Among these, there is the Policy Tokenization (under Security group) that tokenizes a value or a group of values applying rules defined in a Tokenization Service. However, this Policy has a limit: it can only be applied to APIs deployed on Runtime Fabric Bare Metal/VM. 

So what about the other APIs? The solution is to create a Custom Policy and use AI as a Tokenization Service, creating a Masking AI policy.

Masking AI policy

This custom policy is similar to the Tokenization Service that is present using Runtime Fabric, which masks sensitive data with special characters. This policy totally uses AI for masking the fields that the AI deems to be sensitive data to mask and for to do this use the OpenAI engine. 

You need to insert a key to access OpenAI and insert the Payload Path, in the form of Expression, used to extract the payload value from API request. You can also choose API methods and resources where the policy will be applied.

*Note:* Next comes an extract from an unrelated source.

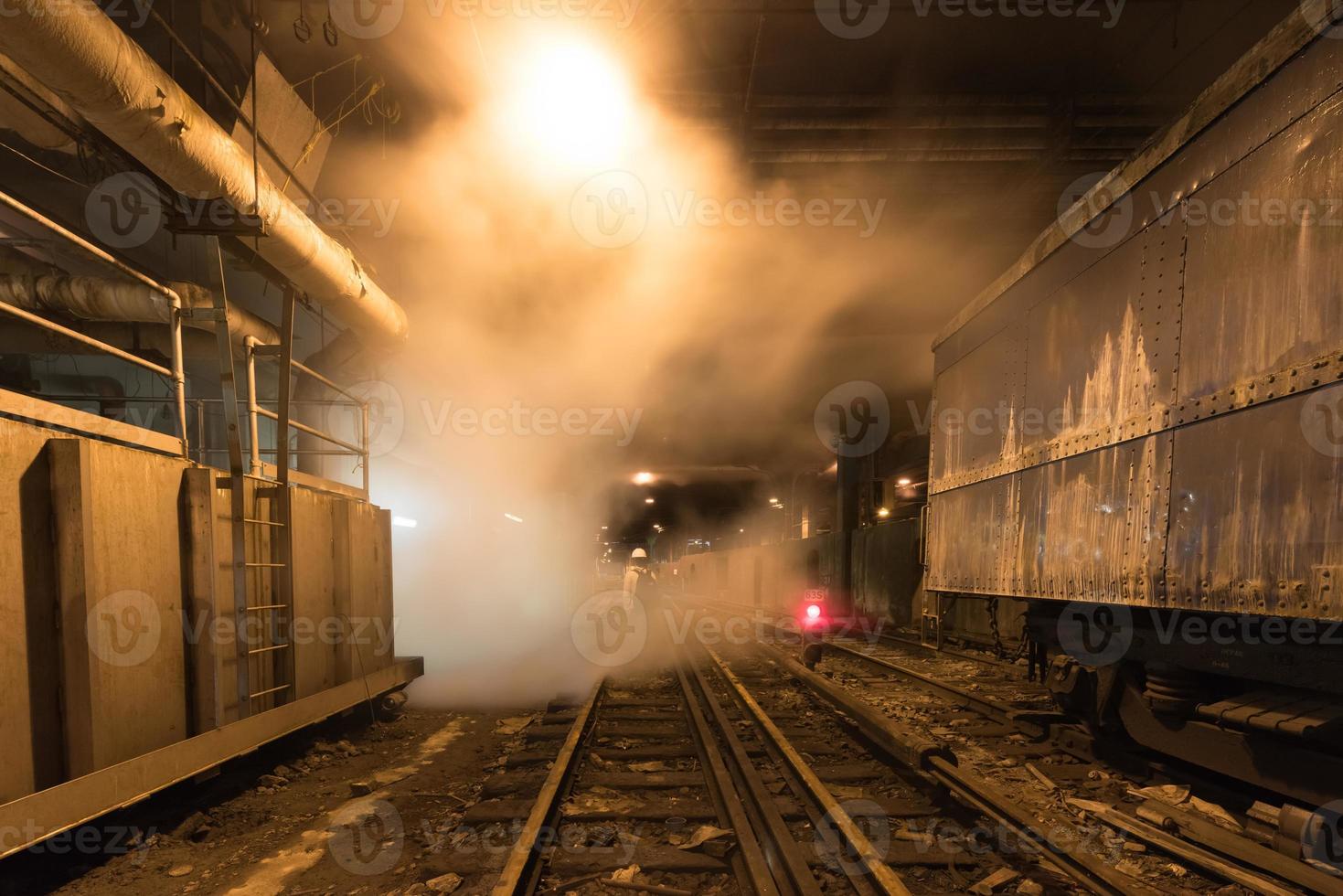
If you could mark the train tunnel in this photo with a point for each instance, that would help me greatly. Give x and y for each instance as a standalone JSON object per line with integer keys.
{"x": 641, "y": 446}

This is a simple request that contains fields with a similar name, inserted specially to show how the AI works. In this case, AI considered that fields such as email, phone number, PIN, credit card number, and date of birth are sensitive data, so it masked them with a particular character. This means the AI is free to choose which fields have sensitive data, although the fields may differ from time to time. 

Toxicity AI policy

In the MuleSoft messages, there are several references to the data that transit between the various systems. This data must be safe, but also controlled. So what does this policy do? Its primary goal is to check if the content of a payload is toxic, i.e. whether it’s offensive or disrespectful. 

The Toxicity AI policy uses the Perspective AI engine; the configuration is very simple. A user must provide an access key to the Perspective AI and the path of the payload that contains the content that needs to be verified.

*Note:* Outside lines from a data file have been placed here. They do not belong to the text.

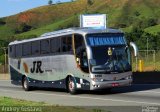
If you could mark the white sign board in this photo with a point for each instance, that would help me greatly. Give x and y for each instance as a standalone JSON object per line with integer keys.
{"x": 96, "y": 21}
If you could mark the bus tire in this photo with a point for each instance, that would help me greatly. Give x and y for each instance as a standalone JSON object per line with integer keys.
{"x": 71, "y": 86}
{"x": 25, "y": 84}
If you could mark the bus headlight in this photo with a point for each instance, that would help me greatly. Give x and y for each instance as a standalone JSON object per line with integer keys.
{"x": 92, "y": 62}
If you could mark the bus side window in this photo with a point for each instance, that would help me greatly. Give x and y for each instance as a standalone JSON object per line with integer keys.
{"x": 35, "y": 48}
{"x": 79, "y": 44}
{"x": 18, "y": 51}
{"x": 45, "y": 46}
{"x": 12, "y": 51}
{"x": 26, "y": 49}
{"x": 55, "y": 45}
{"x": 66, "y": 44}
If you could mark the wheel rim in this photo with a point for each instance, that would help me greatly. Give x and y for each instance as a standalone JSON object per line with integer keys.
{"x": 25, "y": 84}
{"x": 71, "y": 85}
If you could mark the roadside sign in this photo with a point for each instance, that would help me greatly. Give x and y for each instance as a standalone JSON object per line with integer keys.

Here are two examples of inputs and responses to an API that applies the Toxicity AI policy: 

  • Input 1: “You are a stupid man, a real idiot! You will never be successful in your life, and you will always be a loser!” 
  • Response: The AI determines that the content input is highly toxic, arriving at a value of nearly 93% toxicity. 
  • Input 2: “You are a fantastic man [and] very intelligent! It’s a pleasure to meet you.” 
  • Response: The AI determines that there is no presence of toxicity, marking a less than 1% possibility of toxic content. 

A future evolution of this policy might include masking words with characters that the AI should identify as offensive, or “toxic”. 

API management tools play a crucial role in enhancing security measures

There are some AI vendors that offer complete security solutions for LLMs, such as Salesforce’s Einstein with its Trust Layer, that acts as a safety layer for users. When developers create secondary AI applications from platforms like Google Cloud or Open AI, they may prioritize features over security. This can present a challenge for organizations that want to integrate new AI technologies quickly without compromising security or managing new APIs. 

Luckily, there are solutions available that can provide the necessary API protection, governance, and management to address this issue. With tools like MuleSoft Anypoint API Manager and Anypoint Flex Gateway or Mule Gateway, IT teams can configure and enforce security policies to monitor and control the flow of information in and out of LLMs, safeguarding sensitive company data and personal information.